Research Article: Host Competence and Helicase Activity Differences Exhibited by West Nile Viral Variants Expressing NS3-249 Amino Acid Polymorphisms

Date Published: June 27, 2014

Publisher: Public Library of Science

Author(s): Stanley A. Langevin, Richard A. Bowen, William K. Reisen, Christy C. Andrade, Wanichaya N. Ramey, Payal D. Maharaj, Michael Anishchenko, Joan L. Kenney, Nisha K. Duggal, Hannah Romo, Aloke Kumar Bera, Todd A. Sanders, Angela Bosco-Lauth, Janet L. Smith, Richard Kuhn, Aaron C. Brault, Tian Wang.


A single helicase amino acid substitution, NS3-T249P, has been shown to increase viremia magnitude/mortality in American crows (AMCRs) following West Nile virus (WNV) infection. Lineage/intra-lineage geographic variants exhibit consistent amino acid polymorphisms at this locus; however, the majority of WNV isolates associated with recent outbreaks reported worldwide have a proline at the NS3-249 residue. In order to evaluate the impact of NS3-249 variants on avian and mammalian virulence, multiple amino acid substitutions were engineered into a WNV infectious cDNA (NY99; NS3-249P) and the resulting viruses inoculated into AMCRs, house sparrows (HOSPs) and mice. Differential viremia profiles were observed between mutant viruses in the two bird species; however, the NS3-249P virus produced the highest mean peak viral loads in both avian models. In contrast, this avian modulating virulence determinant had no effect on LD50 or the neurovirulence phenotype in the murine model. Recombinant helicase proteins demonstrated variable helicase and ATPase activities; however, differences did not correlate with avian or murine viremia phenotypes. These in vitro and in vivo data indicate that avian-specific phenotypes are modulated by critical viral-host protein interactions involving the NS3-249 residue that directly influence transmission efficiency and therefore the magnitude of WNV epizootics in nature.

Partial Text

Since 1999, WNV has expanded its geographic range to include both continents of the Western hemisphere and the Caribbean islands, with recent WNV activity documented on every major continent except Antarctica [1]–[8]. One hallmark feature associated with epizootic transmission events in North America has been avian mortality, predominantly in corvid species such as the American crow (AMCR; Corvus brachyrhynchos) [9]–[11]. Consequently, WNV dead bird surveillance programs have allowed, for the first time, a detailed molecular characterization of different geographic isolates as WNV expanded across vast ecological habitats in North America [12], [13]. Results of these studies have shown that WNV is genetically stable with maximum genetic variation of 0.2% at the amino acid level among isolates made during its trans-continental spread between 1999–2004 [13]. During this same time, WNV was responsible for large epizootics resulting in marked declines in highly susceptible avian populations[14]–[17].

The recent expansion of WNV throughout the Western hemisphere and its re-emergence worldwide has highlighted questions concerning the introduction of specific WNV genotypic mutations that have enhanced avian transmission capacity leading to larger WNV epizootics.

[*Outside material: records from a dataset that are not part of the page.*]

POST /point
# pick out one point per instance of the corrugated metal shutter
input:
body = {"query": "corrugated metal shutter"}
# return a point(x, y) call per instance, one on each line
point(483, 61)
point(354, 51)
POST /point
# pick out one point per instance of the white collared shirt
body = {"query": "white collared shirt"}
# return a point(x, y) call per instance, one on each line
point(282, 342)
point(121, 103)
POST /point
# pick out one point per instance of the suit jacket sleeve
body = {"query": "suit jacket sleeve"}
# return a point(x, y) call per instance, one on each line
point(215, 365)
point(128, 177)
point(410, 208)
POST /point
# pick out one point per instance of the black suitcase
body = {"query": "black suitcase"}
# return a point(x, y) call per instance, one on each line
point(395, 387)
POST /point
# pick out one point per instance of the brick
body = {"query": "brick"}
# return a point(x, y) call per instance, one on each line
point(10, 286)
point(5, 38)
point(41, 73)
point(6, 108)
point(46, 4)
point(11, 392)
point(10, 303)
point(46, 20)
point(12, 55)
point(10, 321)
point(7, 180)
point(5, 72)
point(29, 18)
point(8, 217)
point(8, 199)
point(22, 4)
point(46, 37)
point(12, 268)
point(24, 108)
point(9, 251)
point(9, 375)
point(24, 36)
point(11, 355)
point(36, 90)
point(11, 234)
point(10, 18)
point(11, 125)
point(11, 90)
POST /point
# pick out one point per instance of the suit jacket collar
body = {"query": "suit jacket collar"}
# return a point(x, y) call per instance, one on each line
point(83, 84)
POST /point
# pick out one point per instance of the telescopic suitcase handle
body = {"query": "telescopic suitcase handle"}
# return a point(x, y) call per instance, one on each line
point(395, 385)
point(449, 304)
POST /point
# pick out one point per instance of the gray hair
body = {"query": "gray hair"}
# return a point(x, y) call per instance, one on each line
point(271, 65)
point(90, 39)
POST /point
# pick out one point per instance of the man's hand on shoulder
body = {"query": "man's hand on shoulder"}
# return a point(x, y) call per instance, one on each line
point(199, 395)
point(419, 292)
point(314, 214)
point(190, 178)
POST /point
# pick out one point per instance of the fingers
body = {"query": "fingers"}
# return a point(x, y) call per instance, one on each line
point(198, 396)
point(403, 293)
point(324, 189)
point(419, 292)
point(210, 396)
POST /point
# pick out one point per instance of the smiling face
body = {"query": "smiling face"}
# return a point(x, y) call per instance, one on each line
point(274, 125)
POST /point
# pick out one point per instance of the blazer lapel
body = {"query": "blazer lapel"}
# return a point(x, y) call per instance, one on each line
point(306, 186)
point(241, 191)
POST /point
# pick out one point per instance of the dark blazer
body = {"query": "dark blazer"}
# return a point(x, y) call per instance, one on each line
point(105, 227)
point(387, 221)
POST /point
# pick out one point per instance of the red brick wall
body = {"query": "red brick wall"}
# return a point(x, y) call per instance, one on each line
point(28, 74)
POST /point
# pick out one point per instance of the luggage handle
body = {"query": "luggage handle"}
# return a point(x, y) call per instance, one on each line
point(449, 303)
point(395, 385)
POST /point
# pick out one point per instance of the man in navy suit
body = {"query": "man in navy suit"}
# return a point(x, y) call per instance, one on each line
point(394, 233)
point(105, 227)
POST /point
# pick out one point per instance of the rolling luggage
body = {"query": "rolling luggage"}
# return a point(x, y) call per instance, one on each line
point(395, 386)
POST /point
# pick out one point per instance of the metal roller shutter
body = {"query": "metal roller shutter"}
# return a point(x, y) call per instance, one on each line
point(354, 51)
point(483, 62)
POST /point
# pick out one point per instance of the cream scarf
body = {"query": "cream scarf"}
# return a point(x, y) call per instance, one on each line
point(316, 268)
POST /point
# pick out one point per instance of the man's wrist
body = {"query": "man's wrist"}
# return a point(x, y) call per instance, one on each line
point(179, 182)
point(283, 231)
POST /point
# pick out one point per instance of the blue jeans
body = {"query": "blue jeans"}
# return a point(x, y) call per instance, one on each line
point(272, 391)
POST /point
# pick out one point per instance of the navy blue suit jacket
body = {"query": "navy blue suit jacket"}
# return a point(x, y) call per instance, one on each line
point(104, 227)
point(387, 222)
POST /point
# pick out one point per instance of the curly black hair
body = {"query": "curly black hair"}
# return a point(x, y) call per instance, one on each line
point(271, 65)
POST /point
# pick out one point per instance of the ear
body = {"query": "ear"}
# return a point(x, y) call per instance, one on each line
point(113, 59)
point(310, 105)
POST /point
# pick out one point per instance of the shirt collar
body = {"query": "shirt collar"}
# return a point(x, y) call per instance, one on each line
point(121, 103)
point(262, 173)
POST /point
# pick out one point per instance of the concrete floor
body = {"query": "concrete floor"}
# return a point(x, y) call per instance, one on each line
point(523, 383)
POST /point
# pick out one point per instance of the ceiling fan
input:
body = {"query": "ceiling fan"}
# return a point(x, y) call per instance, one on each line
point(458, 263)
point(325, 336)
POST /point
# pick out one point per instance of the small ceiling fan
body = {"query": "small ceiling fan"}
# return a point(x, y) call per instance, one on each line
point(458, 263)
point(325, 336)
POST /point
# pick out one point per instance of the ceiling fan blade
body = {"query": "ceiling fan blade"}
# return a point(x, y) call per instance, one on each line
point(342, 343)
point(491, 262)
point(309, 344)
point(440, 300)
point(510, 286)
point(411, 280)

Naïve avian populations, moderately competent vector mosquito species, and WNV phenotypic adaptations to augment vector [28] and host competence [19] are possible driving forces that led to the expeditious spread of WNV across the continental U.S. in less than 5 years. Previous studies have identified a critical genetic determinant within the helicase domain of the NS3 protein (NS3-249) that modulates WNV pathogenesis in the AMCRs [19], [25]. Introduction of an NS3-P249T substitution in a North American East Coast lineage 1a genotype backbone (NY99) restricted peripheral viral replication and dramatically increased the survivorship in AMCRs [19]. Selection modeling coupled with the phenotypic evidence that this site modulates avian replication provided further support that replicative capacity in an avian host could be an instrumental feature for the emergence of different WNV lineages. A comprehensive study involving sequence alignments of 146 WNV NS3 proteins demonstrated this protein to be highly conserved among WNVs with a maximum divergence of 10% at the amino acid level. Highly conserved sequence motifs within the NS3 helicase flank the NS3-249 position (NS3-235-243 and NS3-256-282) and the NS3-256-282 motif comprises a portion of the DEAD/H binding domain involved in phosphorylation of protein kinase C (Fig. 2a) [29]. Interestingly, amino acid alignments of WNV demonstrate that a series of hydrophobic residues (NS3-243-254) within the NS3 helicase that are highly conserved among WNVs, with variation being observed only at the NS3-249 residue (Fig. 2a). The NS3-249 residue is positioned on the terminus of the hydrophobic loop and would be in a strategic orientation for direct interaction with alternative viral or host proteins (Fig. 2b). Furthermore, this positioning would allow for any number of amino acids to be present at this loci and, as such, explains the potential for the variety of lineage-specific amino acid identities observed at this site.